Wednesday, February 15, 2012

AAPL...Was today the TOP?

I do not believe so. Today was an excuse to take profits. The stock has run 37.60% in approximately 9 weeks and needed to take a breathe. Antsy traders got an excuse to take profits and the bears piled on short positions spooking other weak holders into selling. While the stock did seem to exhibit characteristics of a climax run, the action was too flawed.

Climax runs tend to culminate

a move over twelve plus weeks, usually out of a late stage base, with a final 2 - 4 week 25% or more advance. Typically the stock will have its biggest one day and week point and percent advance in its entire run, on the highest volume of the entire run, daily and weekly. While daily volume was the highest within the most recent run, the daily and weekly volume were nowhere near the highest days and weeks in its entire run, did not have the highest daily or weekly price and percent advance of the entire run, and it has taken the entire 9 weeks to achieve the 37.6% move. Today's high volume reversal failed to even break hard below the 10 day moving average, indicating controlled panic.

Put into the context above, it no longer appears to be climactic action. Just a scary looking, well needed, pause from a powerful leading stock that has the attention of all stock market participants. We can't fully discount the possibility of an early climax, but based on the overall action of the market and majority of other leading stocks, Apple has to be given a chance to prove itself through its first pullback before deciding to sell.

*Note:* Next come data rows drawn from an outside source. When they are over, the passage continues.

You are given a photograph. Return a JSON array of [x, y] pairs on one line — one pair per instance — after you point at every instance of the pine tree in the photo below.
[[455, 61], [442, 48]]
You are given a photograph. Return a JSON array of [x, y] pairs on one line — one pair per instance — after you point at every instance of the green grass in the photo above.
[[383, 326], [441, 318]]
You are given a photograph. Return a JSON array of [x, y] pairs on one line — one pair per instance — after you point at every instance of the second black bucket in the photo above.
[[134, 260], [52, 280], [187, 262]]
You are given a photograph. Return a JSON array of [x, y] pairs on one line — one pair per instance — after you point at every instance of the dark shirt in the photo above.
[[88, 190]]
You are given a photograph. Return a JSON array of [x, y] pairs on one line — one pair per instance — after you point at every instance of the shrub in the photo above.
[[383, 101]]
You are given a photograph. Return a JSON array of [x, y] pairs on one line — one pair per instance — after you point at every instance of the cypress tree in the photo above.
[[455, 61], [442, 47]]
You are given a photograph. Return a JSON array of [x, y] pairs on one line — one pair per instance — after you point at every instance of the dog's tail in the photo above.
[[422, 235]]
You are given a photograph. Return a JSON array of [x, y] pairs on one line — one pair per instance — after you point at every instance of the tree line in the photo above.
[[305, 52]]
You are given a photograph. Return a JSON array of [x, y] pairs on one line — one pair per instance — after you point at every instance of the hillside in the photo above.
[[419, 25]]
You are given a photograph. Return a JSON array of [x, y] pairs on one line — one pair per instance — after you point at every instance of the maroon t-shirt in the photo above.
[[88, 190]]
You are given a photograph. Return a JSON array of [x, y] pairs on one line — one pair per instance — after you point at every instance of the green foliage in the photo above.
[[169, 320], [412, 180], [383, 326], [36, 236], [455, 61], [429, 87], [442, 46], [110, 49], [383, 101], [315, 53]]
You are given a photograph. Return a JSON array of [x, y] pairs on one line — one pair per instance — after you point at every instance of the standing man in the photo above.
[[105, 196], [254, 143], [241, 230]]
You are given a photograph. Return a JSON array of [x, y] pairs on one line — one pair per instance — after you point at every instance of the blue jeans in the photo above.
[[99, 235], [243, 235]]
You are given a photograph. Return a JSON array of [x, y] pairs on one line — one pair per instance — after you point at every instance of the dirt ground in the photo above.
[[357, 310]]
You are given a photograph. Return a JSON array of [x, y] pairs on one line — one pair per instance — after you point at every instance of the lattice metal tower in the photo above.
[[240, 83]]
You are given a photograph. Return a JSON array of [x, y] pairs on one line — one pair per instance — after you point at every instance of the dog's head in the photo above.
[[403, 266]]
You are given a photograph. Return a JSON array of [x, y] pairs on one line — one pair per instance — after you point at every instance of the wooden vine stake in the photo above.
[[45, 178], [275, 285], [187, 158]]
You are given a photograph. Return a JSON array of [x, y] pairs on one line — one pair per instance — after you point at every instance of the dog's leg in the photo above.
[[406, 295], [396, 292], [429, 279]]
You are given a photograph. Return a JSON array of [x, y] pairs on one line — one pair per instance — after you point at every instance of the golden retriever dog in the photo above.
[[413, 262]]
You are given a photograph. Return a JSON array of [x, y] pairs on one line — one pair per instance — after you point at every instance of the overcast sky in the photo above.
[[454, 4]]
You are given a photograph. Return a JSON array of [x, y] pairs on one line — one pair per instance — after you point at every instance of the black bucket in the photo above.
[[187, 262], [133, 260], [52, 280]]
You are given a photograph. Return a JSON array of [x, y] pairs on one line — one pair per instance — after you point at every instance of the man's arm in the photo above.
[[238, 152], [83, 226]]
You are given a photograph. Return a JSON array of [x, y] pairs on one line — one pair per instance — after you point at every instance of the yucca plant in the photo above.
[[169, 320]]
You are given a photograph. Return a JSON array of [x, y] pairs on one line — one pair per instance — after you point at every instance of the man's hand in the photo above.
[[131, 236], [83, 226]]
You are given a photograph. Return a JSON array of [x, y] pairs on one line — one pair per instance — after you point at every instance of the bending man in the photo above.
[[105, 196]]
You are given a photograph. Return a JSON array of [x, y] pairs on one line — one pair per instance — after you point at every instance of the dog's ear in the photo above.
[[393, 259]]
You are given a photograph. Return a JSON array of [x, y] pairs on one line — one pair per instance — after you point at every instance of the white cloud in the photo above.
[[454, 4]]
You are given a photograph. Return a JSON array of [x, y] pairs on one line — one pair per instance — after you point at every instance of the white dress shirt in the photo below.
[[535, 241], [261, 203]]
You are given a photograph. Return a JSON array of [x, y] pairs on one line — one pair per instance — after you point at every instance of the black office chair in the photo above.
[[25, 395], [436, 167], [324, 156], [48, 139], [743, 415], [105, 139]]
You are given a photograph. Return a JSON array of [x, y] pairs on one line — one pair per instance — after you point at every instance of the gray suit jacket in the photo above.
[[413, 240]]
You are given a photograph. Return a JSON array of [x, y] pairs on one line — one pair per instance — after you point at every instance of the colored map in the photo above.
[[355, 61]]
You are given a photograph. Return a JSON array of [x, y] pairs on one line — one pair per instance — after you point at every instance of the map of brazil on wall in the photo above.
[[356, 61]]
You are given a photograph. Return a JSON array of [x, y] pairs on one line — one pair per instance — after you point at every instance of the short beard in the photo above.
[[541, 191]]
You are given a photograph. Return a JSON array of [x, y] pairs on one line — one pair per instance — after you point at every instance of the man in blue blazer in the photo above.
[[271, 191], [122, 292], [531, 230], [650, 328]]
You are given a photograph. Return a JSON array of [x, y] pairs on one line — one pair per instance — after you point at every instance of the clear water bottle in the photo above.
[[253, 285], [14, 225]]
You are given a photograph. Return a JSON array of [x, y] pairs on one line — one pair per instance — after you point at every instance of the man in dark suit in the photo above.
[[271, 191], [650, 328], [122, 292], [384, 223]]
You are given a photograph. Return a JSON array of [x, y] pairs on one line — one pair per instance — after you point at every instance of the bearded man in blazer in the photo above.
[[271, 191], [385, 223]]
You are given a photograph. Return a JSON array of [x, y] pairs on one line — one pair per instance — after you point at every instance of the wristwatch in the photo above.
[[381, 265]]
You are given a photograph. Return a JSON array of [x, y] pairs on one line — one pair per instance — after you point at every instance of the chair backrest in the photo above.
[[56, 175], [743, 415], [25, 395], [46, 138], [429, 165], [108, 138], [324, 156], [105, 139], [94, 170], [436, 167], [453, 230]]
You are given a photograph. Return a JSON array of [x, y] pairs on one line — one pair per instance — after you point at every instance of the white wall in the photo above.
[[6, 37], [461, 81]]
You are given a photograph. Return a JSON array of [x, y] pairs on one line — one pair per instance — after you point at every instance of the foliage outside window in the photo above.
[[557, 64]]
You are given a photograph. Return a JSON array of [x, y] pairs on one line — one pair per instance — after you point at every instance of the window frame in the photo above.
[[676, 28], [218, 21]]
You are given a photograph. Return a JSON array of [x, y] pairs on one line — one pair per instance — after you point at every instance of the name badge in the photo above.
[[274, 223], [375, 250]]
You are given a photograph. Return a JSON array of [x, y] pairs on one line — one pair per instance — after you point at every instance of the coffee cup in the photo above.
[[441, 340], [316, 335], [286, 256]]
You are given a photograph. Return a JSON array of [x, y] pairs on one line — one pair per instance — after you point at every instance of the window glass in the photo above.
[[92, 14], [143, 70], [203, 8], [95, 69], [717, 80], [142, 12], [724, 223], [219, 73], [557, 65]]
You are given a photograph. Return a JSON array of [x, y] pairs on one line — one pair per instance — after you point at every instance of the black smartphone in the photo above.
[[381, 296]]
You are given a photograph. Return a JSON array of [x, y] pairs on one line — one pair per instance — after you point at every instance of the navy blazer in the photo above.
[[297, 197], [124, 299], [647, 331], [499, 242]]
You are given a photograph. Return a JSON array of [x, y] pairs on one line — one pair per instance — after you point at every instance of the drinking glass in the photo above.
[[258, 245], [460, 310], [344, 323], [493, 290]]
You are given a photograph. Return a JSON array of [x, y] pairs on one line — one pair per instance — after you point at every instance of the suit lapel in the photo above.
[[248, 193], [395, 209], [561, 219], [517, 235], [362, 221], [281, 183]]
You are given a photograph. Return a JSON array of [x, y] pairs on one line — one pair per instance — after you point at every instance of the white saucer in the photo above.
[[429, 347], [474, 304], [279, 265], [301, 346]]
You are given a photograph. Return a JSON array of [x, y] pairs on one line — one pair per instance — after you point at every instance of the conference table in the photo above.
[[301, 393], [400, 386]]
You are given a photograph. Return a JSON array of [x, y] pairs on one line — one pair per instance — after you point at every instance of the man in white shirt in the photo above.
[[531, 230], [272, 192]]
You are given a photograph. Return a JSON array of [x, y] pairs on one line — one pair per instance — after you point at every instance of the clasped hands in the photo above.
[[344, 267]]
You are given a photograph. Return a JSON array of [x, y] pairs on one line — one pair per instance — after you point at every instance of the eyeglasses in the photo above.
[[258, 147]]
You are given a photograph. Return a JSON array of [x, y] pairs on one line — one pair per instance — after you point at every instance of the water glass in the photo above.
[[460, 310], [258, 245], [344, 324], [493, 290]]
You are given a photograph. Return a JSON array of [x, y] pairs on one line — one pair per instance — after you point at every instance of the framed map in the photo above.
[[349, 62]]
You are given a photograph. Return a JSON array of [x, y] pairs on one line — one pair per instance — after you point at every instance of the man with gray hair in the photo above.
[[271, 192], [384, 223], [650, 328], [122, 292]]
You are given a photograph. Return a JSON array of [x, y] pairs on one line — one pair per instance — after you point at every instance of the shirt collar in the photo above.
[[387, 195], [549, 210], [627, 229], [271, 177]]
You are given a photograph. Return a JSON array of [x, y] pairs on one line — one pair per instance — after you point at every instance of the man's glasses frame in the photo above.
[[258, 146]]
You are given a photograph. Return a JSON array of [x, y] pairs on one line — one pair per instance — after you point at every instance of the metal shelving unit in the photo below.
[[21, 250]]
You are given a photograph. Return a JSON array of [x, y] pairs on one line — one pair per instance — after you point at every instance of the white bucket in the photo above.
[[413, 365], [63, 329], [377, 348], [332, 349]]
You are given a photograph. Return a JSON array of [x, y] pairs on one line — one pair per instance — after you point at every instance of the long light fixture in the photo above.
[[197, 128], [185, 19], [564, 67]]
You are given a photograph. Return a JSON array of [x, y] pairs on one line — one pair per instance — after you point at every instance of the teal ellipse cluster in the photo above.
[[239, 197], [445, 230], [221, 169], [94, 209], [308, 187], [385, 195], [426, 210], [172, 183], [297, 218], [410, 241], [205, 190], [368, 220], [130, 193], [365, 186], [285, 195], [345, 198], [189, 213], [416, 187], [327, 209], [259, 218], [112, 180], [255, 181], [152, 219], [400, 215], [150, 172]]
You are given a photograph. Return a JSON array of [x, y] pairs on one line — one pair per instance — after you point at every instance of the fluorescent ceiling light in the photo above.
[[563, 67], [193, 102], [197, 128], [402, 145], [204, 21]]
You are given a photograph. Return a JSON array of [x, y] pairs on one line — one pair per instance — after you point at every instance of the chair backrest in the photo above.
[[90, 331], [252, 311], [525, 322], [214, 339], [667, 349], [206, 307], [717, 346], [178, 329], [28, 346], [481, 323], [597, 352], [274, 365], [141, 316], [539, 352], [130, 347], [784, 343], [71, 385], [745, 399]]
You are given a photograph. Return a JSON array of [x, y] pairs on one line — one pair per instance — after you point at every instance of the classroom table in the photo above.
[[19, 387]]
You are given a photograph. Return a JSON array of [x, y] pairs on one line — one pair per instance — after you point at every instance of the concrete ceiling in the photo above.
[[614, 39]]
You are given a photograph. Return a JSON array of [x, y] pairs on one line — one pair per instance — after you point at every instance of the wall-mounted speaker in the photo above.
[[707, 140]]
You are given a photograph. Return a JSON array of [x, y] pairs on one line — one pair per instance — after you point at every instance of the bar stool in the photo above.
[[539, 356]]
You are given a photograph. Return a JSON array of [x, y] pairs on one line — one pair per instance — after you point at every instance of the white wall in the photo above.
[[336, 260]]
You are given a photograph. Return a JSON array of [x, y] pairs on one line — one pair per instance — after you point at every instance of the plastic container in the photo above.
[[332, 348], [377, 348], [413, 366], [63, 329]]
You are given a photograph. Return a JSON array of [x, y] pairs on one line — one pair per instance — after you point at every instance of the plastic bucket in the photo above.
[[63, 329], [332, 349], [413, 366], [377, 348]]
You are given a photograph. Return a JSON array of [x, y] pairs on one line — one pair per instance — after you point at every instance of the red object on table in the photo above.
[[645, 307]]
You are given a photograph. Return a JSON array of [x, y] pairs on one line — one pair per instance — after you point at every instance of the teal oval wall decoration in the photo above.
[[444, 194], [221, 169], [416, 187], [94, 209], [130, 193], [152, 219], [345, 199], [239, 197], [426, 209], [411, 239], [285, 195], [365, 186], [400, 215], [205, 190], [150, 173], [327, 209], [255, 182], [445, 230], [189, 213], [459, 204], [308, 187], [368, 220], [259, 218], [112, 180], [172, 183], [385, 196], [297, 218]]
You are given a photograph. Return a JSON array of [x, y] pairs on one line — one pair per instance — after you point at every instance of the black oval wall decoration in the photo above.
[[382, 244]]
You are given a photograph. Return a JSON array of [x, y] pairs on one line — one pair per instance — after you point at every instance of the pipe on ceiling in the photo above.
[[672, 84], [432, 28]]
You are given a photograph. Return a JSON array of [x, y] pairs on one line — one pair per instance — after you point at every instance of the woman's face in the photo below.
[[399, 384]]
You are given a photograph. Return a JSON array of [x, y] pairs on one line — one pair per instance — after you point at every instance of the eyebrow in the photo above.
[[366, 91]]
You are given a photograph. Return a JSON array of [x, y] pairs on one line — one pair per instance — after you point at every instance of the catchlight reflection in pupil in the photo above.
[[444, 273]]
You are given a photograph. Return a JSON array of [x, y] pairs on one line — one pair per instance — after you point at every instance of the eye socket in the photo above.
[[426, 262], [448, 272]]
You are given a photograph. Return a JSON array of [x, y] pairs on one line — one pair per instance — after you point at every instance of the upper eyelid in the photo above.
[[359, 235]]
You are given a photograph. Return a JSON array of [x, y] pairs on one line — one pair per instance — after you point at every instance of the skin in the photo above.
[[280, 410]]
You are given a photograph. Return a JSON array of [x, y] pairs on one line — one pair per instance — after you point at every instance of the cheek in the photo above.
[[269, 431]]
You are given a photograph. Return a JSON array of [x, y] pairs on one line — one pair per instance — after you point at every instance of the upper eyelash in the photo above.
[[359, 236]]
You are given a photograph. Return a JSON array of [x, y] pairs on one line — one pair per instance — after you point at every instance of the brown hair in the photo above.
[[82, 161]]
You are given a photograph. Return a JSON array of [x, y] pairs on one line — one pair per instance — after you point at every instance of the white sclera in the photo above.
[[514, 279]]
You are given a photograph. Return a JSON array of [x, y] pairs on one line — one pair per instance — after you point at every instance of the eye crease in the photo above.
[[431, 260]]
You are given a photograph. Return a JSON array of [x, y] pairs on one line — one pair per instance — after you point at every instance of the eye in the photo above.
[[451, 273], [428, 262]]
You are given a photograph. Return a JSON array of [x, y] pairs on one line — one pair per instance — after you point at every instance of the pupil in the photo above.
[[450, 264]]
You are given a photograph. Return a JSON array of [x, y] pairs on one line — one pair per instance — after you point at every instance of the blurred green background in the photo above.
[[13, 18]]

Apple still holds enough ammunition to surprise the stock market with law of large numbers defying growth. If it can deliver another round of products, IPad 3 and IPhone 5, that are again must haves and must have upgrades for even the IPhone 4s and IPad 2 crowd, Apple will defy the law of large numbers and maintain its growth rates.  Also, continued rumors about a real Apple TV set could keep a support level below the stock. If the product is real, revolutionizes TV, and wows buyers right out of the box like Apple does, the dollar margins on the premium Apple will charge, would give them the ability to maintain defying law of large number growth rates even further then anyone imagined.  Based on current valuations, it is attractive to both value and growth players.  There could still be alot of possible pent up demand for the stock.

Of course there are the possibilities that Apple stumbles. The products don't deliver the pizazz Steve Jobs has gotten everyone used to, growth rates decelerate significantly, and users start migrating to the cheaper quickly catching up competition.  There could well be institutions anticipating this result and looking to exit while the liquidity is high.  The first disappointment out of this company could be forgiven as Apple being conservative or in between product lines.  But there will be no room for a second disappointment.

Bottom line...Apple needs to keep delivering surprises and pizzazz to maintain Wall Street's and Main Street's infatuation with the company and stock. If it delivers surprises and the pizazz Wall Street and Main Street are used and more, we could be talking about the first Trillion Dollar Market Capitalization company in the US within the next few months. It will also be trading above $1,000 per share. BUT BUT BUT they MUST MUST MUST continue to surprise and delight us all. Did Steve Jobs leave us one or more surprises?



Full Disclosure: I have not owned any shares of Apple during the current advance.